Having come up with the siRNAs and developed systems for administration, Chen said that he and his colleagues still need to elucidate how the siRNAs work in mice and cell lines. “In mice, we would [also] like to investigate how long the siRNAs remain effective [in the system], or how long after influenza virus infection you can give mice siRNA that will still have effect.”

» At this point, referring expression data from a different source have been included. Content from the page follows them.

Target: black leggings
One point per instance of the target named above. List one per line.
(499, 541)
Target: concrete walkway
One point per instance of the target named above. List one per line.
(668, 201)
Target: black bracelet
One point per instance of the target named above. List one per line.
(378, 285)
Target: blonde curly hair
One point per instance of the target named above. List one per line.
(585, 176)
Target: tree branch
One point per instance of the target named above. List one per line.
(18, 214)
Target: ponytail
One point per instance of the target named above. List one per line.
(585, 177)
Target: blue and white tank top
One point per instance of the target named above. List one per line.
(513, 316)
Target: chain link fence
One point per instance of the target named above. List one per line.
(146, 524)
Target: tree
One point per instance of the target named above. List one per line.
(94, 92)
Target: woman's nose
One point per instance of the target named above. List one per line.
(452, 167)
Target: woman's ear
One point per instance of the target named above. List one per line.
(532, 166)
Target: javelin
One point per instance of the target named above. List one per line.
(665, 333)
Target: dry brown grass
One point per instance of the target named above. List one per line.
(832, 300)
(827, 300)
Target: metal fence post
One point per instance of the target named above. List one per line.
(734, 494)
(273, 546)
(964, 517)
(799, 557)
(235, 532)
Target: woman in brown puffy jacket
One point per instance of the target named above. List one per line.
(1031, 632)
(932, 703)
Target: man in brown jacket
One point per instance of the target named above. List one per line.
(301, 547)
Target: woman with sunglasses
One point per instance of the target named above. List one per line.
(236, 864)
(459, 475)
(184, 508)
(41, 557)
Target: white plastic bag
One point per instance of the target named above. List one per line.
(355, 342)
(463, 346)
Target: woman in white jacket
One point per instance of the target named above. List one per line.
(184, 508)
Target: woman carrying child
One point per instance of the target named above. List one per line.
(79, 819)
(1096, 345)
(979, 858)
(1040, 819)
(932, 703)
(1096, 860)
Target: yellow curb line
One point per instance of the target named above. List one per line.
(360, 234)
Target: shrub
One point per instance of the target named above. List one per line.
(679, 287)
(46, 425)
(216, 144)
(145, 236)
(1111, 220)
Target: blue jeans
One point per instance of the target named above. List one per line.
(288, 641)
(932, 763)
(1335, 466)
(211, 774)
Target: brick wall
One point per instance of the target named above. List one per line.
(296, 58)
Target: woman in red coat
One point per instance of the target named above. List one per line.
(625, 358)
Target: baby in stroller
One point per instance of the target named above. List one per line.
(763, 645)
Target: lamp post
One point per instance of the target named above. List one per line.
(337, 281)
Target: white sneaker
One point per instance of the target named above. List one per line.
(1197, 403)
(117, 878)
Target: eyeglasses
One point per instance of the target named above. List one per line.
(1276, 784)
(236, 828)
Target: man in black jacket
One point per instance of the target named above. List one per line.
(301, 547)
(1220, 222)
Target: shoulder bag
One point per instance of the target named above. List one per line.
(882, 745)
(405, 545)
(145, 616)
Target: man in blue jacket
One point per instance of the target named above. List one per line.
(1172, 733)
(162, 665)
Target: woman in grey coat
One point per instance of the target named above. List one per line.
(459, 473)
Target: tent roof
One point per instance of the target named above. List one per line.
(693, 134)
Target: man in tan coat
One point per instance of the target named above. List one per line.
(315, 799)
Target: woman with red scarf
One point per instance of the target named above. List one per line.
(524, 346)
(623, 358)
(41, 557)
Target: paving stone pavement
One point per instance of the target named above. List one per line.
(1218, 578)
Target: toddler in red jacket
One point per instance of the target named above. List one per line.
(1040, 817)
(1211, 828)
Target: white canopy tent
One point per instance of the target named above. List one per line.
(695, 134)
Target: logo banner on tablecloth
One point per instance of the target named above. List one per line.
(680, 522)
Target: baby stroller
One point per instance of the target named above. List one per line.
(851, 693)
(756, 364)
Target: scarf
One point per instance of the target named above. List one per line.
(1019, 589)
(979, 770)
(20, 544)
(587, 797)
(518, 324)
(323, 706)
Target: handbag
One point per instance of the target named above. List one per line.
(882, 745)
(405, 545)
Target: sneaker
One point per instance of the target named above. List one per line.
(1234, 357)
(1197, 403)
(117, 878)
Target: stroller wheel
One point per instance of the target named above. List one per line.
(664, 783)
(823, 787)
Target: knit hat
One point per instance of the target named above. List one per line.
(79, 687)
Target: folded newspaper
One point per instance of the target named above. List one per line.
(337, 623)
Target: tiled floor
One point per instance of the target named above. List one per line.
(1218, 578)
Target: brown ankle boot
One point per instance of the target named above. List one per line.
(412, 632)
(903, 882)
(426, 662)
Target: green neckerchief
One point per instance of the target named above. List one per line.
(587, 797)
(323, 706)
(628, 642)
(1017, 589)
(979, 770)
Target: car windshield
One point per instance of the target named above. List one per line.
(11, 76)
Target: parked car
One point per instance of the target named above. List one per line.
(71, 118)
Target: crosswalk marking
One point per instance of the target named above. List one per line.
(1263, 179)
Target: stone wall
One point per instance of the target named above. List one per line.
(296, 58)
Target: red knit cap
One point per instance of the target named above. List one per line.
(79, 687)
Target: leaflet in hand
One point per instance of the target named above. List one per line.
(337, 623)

“We’d also like to explore the combination of siRNAs to see whether they are more potent than single siRNA …[and] reduce the emergence of resistance,” he added.
Helping this process along is a $250,000-a-year grant Chen received at the end of September from the National Institute of Allergy and Infectious Diseases. The abstract of the three-year grant notes that “existing vaccines are of limited value because the influenza viruses they target are determined by ‘best guess,’ based upon recently prevalent strains,” and notes that the NIH has designated influenza a top priority area for biodefense.
Chen also expects to get some help from the private sector.
“We have a lot of interest from companies,” he said. “We are talking to … starter companies [and] other established companies.” He declined to specify which firms he is in discussions with, but said that “we should be able to work out a deal soon … by the end of the year or at least early next year.”